Jil Sander heads downtown, and Haidee Findlay-Levin was there...

Before long you'll be hearing the names Jil and Howard thrown together like some sordid tabloid tale. Of course I'm referring to Jil of Jil Sander, whose slick downtown outpost launched last week on Howard Street. A block from Opening Ceremony and a stone's throw from the New Museum, this corner (at Crosby) is my favorite part of Manhattan. Every morning I walk to yoga along these streets, safely away from Canal Street mayhem and the overcrowded sidewalks of Soho, aka Slowho.



Entering the store for the launch, however, I felt completely removed from its location and context. The white-marbled space is split between a kind of exhibit area on street level—with a row of Grecian-like mannequins dressed in equally sculptural dresses—and the floor above, with more familiar racks and dressing rooms. The bilevel set-up allows customers to first absorb themselves in the world of Jil Sander, to ponder construction and contemplate design. In the back of the store, a wall of oversized, mirrored vertical blinds was opening and closing, alternating between reflections of the store's white walls and the fashion crowd's dark palette. Occasionally it would catch a bright color, like publicist Sylvie Picquet-Damesme from PR Consulting, who was wearing one of this season's Jil dresses in a fantastic shock-pink.

The art references don’t stop at the first floor. You then ascend a marble staircase to the second floor, complete with marble banister, where Jil Sander's creative director Raf Simons has collaborated with artist Germaine Kruip to create unusual fitting rooms with sides that close to form a four-sided, mirrored experience. That’s a lot of personal information to take in a state of undress. Personally, I'm quite happy being oblivious to my back side!

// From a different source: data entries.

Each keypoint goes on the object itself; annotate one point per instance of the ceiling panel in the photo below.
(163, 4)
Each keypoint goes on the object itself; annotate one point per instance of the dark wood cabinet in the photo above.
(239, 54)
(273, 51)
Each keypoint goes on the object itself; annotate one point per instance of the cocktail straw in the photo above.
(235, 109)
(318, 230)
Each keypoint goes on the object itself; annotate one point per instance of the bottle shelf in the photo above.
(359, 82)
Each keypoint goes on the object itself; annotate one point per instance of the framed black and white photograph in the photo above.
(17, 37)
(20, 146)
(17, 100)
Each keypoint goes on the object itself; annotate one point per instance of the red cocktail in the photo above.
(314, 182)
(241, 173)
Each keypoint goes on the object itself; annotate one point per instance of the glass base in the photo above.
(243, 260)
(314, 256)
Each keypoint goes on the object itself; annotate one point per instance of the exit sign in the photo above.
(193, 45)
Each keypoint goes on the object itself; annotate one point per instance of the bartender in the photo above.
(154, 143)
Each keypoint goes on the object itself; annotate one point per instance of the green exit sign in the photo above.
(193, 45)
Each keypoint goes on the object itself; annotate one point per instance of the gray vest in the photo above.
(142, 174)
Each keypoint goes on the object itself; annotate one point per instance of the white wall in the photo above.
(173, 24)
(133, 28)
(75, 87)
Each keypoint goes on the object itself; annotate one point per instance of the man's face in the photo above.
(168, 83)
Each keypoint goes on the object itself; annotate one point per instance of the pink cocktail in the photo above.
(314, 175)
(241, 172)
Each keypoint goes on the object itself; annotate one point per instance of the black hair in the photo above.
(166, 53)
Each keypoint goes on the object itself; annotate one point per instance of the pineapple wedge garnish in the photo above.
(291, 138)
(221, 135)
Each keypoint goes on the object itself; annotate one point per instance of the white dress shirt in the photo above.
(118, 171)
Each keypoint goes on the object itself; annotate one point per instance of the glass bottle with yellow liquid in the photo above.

Julie Gilhart & Raf Simons, Germaine Kruip & Sylvie-Plicquet-Damesme, Ingrid Sischy & Sandy Brandt

Now, we've long known Jil Sander stands for impeccable quality and refinement, and we collectively exhaled a sigh of relief when Raf Simons took the helm (let's just pretend it was a short blip between Jil's departure and Raf's appearance), so I was very happy to see and speak to Raf himself, who I have known for years. We originally met in Paris when I was sourcing young designers for an Italian leatherwear project, Ruffo Research, for which I was creative director. In a smoky bistro, we talked art and fashion with his then girlfriend and budding designer Véronique Branquinho. Neither had worked outside of Antwerp until I proposed they collaborate with Ruffo (Raf on men's and Véronique on women's), which resulted in two definitive collections. It was the only collaboration they ever did together, and it preceded the idea of pairing designers with bigger brands—in this case, two in one.

Raf is a lot more on his plate these days, of course, but he told me he's figured out a way to focus on Jil while staying committed to his signature line (soon to have its own stores in Tokyo and Osaka). He does so by alternating weeks: one week in Milan, followed by a week in Antwerp and so on—with weekends spent in Antwerp. He said it's an easy commute, though it reminded me of a traveling man with a lover at each stop. Naturally I asked him if this was the case. "Absolutely not!" he replied, adamant that his schedule left no time for a relationship—besides those he already has with his two lines.